CONCLUSION AND FUTURE PROSPECTS
This analysis and review of current literature and available information provides substantial insights into the links between UVB-induced inflammatory mediators, DNA damage and DNA methylation patterns in photo-immunosuppression, at least in laboratory animals. It suggests a network of intricate roles of inflammation in UVB-induced immunosuppression including regulation of DNA methylation patterns by inflammatory mediators and DNA damage in UVB-exposed skin, as summarized in Figure 1. In general, it can be speculated that changes in inflammatory mediators (e.g., PGs) biosynthesis may contribute to changes in DNA methylation patterns associated with a wide variety of skin diseases, including cutaneous malignancies, associated with chronic exposure to sunlight and other environmental factors (1, 65). Development of therapeutic strategies requires identification of interventions that are not only effective in mouse models but feasible and safe in humans. Importantly, the incidence of nonmelanoma skin cancer is reduced in subjects receiving a selective COX-2 inhibitor (celecoxib) compared to subjects receiving placebo (66).
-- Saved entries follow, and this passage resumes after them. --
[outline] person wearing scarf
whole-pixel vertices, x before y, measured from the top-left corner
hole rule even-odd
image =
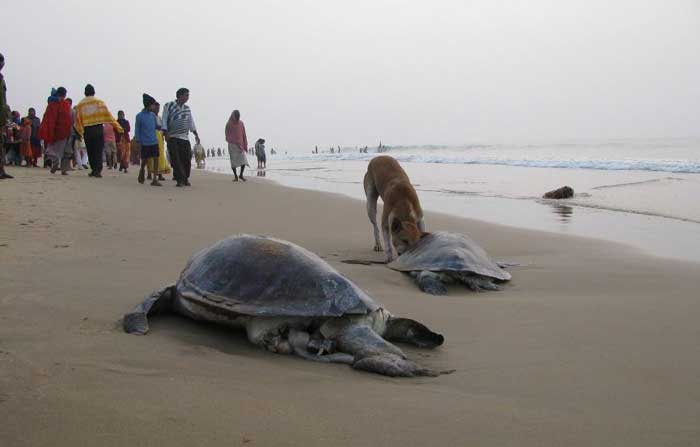
[[[102,125],[110,123],[118,133],[123,133],[124,129],[114,119],[104,101],[95,97],[95,88],[90,84],[85,86],[85,98],[78,103],[75,111],[75,130],[85,141],[90,160],[91,172],[88,175],[100,178],[105,144]]]
[[[241,112],[234,110],[226,123],[226,142],[228,143],[228,155],[231,158],[231,169],[233,170],[233,181],[246,181],[243,171],[248,164],[246,153],[248,152],[248,137],[245,134],[245,125],[241,121]],[[240,166],[240,176],[236,173],[236,168]]]

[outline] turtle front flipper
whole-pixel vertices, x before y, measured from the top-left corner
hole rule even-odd
[[[416,284],[425,293],[447,295],[447,286],[438,273],[423,270],[415,276]]]
[[[354,356],[352,367],[390,377],[438,376],[440,372],[406,359],[406,355],[369,326],[349,325],[336,337],[338,350]]]
[[[175,284],[163,287],[146,297],[136,308],[124,315],[124,332],[144,335],[148,332],[148,317],[168,311],[173,302]]]
[[[481,292],[482,290],[501,290],[498,284],[494,282],[493,278],[486,276],[467,273],[463,274],[459,278],[459,281],[474,292]]]
[[[381,354],[365,357],[353,363],[352,367],[389,377],[437,377],[441,374],[439,371],[424,368],[415,362],[406,360],[395,354]]]

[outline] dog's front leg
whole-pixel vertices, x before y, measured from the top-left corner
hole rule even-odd
[[[374,230],[374,251],[382,251],[382,243],[379,240],[379,226],[377,225],[377,196],[367,195],[367,216]]]
[[[382,235],[384,236],[384,256],[386,257],[386,262],[389,263],[394,260],[394,249],[391,244],[391,227],[389,226],[389,219],[382,216]]]

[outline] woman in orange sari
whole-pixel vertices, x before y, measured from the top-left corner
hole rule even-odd
[[[119,171],[127,172],[131,153],[131,138],[129,138],[129,132],[131,132],[131,124],[129,124],[129,121],[126,118],[124,118],[123,110],[117,112],[117,122],[120,126],[122,126],[122,129],[124,129],[124,133],[116,134]]]

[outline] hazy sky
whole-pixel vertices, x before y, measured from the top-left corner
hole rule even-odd
[[[45,1],[3,6],[10,105],[87,82],[133,121],[190,89],[203,144],[700,135],[700,2]]]

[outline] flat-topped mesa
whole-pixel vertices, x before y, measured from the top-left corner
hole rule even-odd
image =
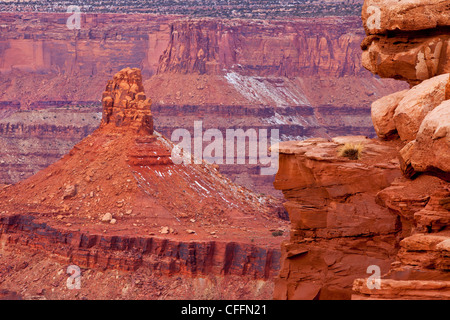
[[[125,68],[109,80],[103,92],[101,126],[114,124],[129,127],[136,133],[153,134],[152,100],[147,98],[142,85],[141,70]]]

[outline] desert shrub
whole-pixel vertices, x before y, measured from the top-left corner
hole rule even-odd
[[[361,158],[364,146],[362,144],[346,143],[338,150],[340,157],[349,158],[350,160],[358,160]]]
[[[277,230],[277,231],[272,232],[272,236],[274,236],[274,237],[280,237],[282,235],[283,235],[282,230]]]

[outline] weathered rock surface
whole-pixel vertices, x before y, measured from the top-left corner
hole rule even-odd
[[[450,282],[436,280],[390,280],[382,279],[379,289],[369,289],[365,279],[357,279],[352,300],[448,300]]]
[[[344,144],[362,144],[360,159],[338,156]],[[363,137],[280,144],[274,185],[287,200],[291,237],[282,244],[275,299],[448,299],[450,184],[402,177],[403,144]],[[380,268],[380,289],[367,285],[371,266]]]
[[[449,12],[444,0],[366,0],[363,65],[410,84],[449,73]]]
[[[416,138],[420,125],[426,115],[445,99],[445,88],[449,75],[444,74],[413,87],[398,103],[394,113],[394,123],[402,140]]]
[[[192,277],[239,276],[270,286],[284,238],[270,230],[287,225],[273,210],[276,201],[205,163],[175,165],[173,144],[152,130],[139,70],[120,71],[107,89],[96,131],[48,168],[0,190],[2,252],[20,252],[17,261],[39,252],[44,261],[94,273],[143,267],[165,283],[174,275],[185,285]],[[160,234],[162,227],[168,232]],[[33,261],[23,268],[29,276]],[[15,292],[12,278],[0,269],[0,282]],[[31,295],[31,287],[20,291]],[[248,298],[258,296],[249,292]]]
[[[449,179],[449,86],[450,77],[443,74],[372,104],[378,136],[390,139],[398,134],[409,142],[400,151],[401,169],[407,177],[433,172]]]
[[[446,100],[423,120],[417,137],[401,151],[404,170],[435,172],[448,180],[450,172],[450,101]]]
[[[142,135],[153,134],[152,100],[144,93],[140,69],[123,69],[108,81],[102,104],[101,125],[113,123],[129,126]]]
[[[346,143],[363,145],[360,160],[338,156]],[[291,234],[275,299],[350,299],[368,266],[389,268],[401,229],[376,195],[401,175],[398,147],[365,137],[280,144],[274,186],[287,200]]]
[[[372,103],[372,122],[375,132],[380,138],[387,140],[397,137],[394,114],[398,104],[407,93],[408,90],[395,92]]]
[[[357,279],[352,298],[448,300],[450,4],[367,0],[364,10],[371,5],[372,13],[377,10],[374,5],[380,6],[381,23],[377,31],[369,30],[375,20],[363,11],[366,31],[371,34],[363,43],[365,66],[382,76],[421,83],[407,91],[398,106],[395,102],[385,106],[395,108],[395,130],[407,142],[399,152],[404,177],[377,195],[377,203],[400,218],[400,249],[389,270],[382,272],[379,287],[369,286],[372,277]],[[377,109],[380,102],[374,104]],[[392,125],[389,119],[382,120]],[[383,132],[379,135],[385,138]]]
[[[365,0],[362,19],[369,34],[448,27],[450,4],[446,0]]]

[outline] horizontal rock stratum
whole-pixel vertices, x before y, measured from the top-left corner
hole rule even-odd
[[[402,141],[404,177],[377,195],[377,203],[400,218],[400,249],[378,287],[369,288],[373,279],[357,279],[352,298],[448,300],[450,2],[366,0],[363,21],[366,68],[412,88],[372,104],[378,136]]]
[[[99,270],[120,270],[147,274],[164,288],[178,280],[188,286],[199,277],[230,282],[229,297],[270,298],[269,289],[251,286],[260,281],[269,288],[279,270],[284,237],[272,232],[283,234],[287,222],[273,211],[275,200],[234,185],[206,163],[175,165],[172,147],[153,130],[140,70],[121,70],[103,94],[97,130],[48,168],[0,189],[2,287],[17,292],[24,274],[32,277],[45,261],[86,268],[100,277],[97,288],[109,281]],[[28,259],[36,254],[39,261]],[[8,271],[24,260],[30,262],[20,273]],[[49,291],[46,281],[37,280]],[[32,287],[25,283],[20,294],[29,298]],[[210,289],[197,288],[205,295]],[[99,290],[84,294],[93,299],[104,294]],[[164,291],[151,283],[137,290],[136,298]],[[186,297],[186,291],[167,290],[173,298]]]
[[[366,0],[364,67],[417,84],[450,72],[450,3],[446,0]]]
[[[363,65],[411,89],[372,104],[378,139],[279,145],[291,234],[275,299],[450,298],[449,9],[365,1]]]

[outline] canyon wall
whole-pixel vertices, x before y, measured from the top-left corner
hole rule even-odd
[[[450,298],[448,13],[365,1],[363,65],[412,88],[372,103],[377,139],[280,144],[291,236],[276,299]]]
[[[360,160],[340,156],[348,143],[363,146]],[[367,268],[387,270],[397,252],[398,217],[377,201],[401,176],[398,143],[361,136],[280,144],[274,186],[291,221],[282,244],[275,299],[350,299],[353,280]]]
[[[192,133],[198,120],[204,130],[223,133],[227,128],[279,129],[282,140],[373,136],[370,103],[404,87],[364,70],[358,53],[364,32],[356,17],[287,22],[89,14],[82,15],[80,30],[68,30],[67,17],[0,15],[5,31],[0,36],[0,101],[5,106],[0,116],[5,124],[19,108],[89,104],[95,112],[98,92],[122,67],[142,69],[155,130],[169,138],[177,128]],[[73,110],[77,117],[77,108]],[[54,122],[45,125],[48,133],[58,135],[51,129]],[[3,145],[12,145],[11,139],[12,134],[2,137]],[[40,151],[32,153],[40,155],[25,161],[27,170],[7,156],[31,159],[26,148],[3,149],[2,183],[20,181],[45,167],[76,139],[55,145],[53,151],[37,147]],[[54,156],[37,160],[49,154]],[[220,168],[246,187],[280,195],[272,188],[273,176],[260,176],[260,165]]]
[[[81,16],[81,29],[70,30],[69,16],[0,14],[2,101],[97,101],[105,81],[124,67],[140,67],[149,77],[175,19],[91,14]]]

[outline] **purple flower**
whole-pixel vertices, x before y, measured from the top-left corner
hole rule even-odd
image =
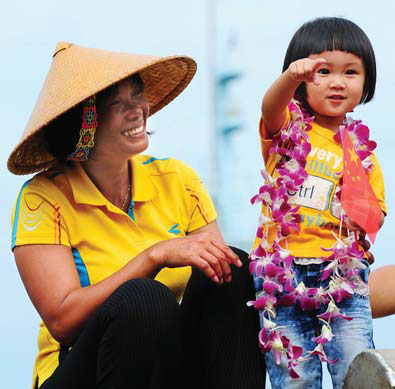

The development of the understanding of the network of events provides a rationale for considering the development of new strategies, such as using inhibitors of UVB-induced inflammation and demethylating agents alone or in combination for the prevention or treatment of nonmelanoma skin cancers. Importantly, new strategies for photo-chemoprevention may include the use of dietary agents or dietary supplements that have been demonstrated to neutralize or inhibit the photodamaging effects of solar UV light through multiple mechanisms. These agents may become a regular part of diet to maintain a healthy life style.
Acknowledgments
The work reported from Dr. Katiyar’s research laboratory was financially supported by the National Institutes of Health (NIH)/NCCAM/NCI (CA140197, AT002536, S.K.K.) and the Veterans Administration Merit Review Award (1I01BX001410-01, S.K.K.). The funding agencies had no role in data collection and data analysis. The content of this article also does not necessarily reflect the views or policies of the funding agencies as well as decision to publish this review article.
Footnotes
This article is part of the Special Issue honoring Dr. Hasan Mukhtar's 70th Birthday and his outstanding contributions to various aspects of photobiology research, including photocarcinogenesis and chemoprevention.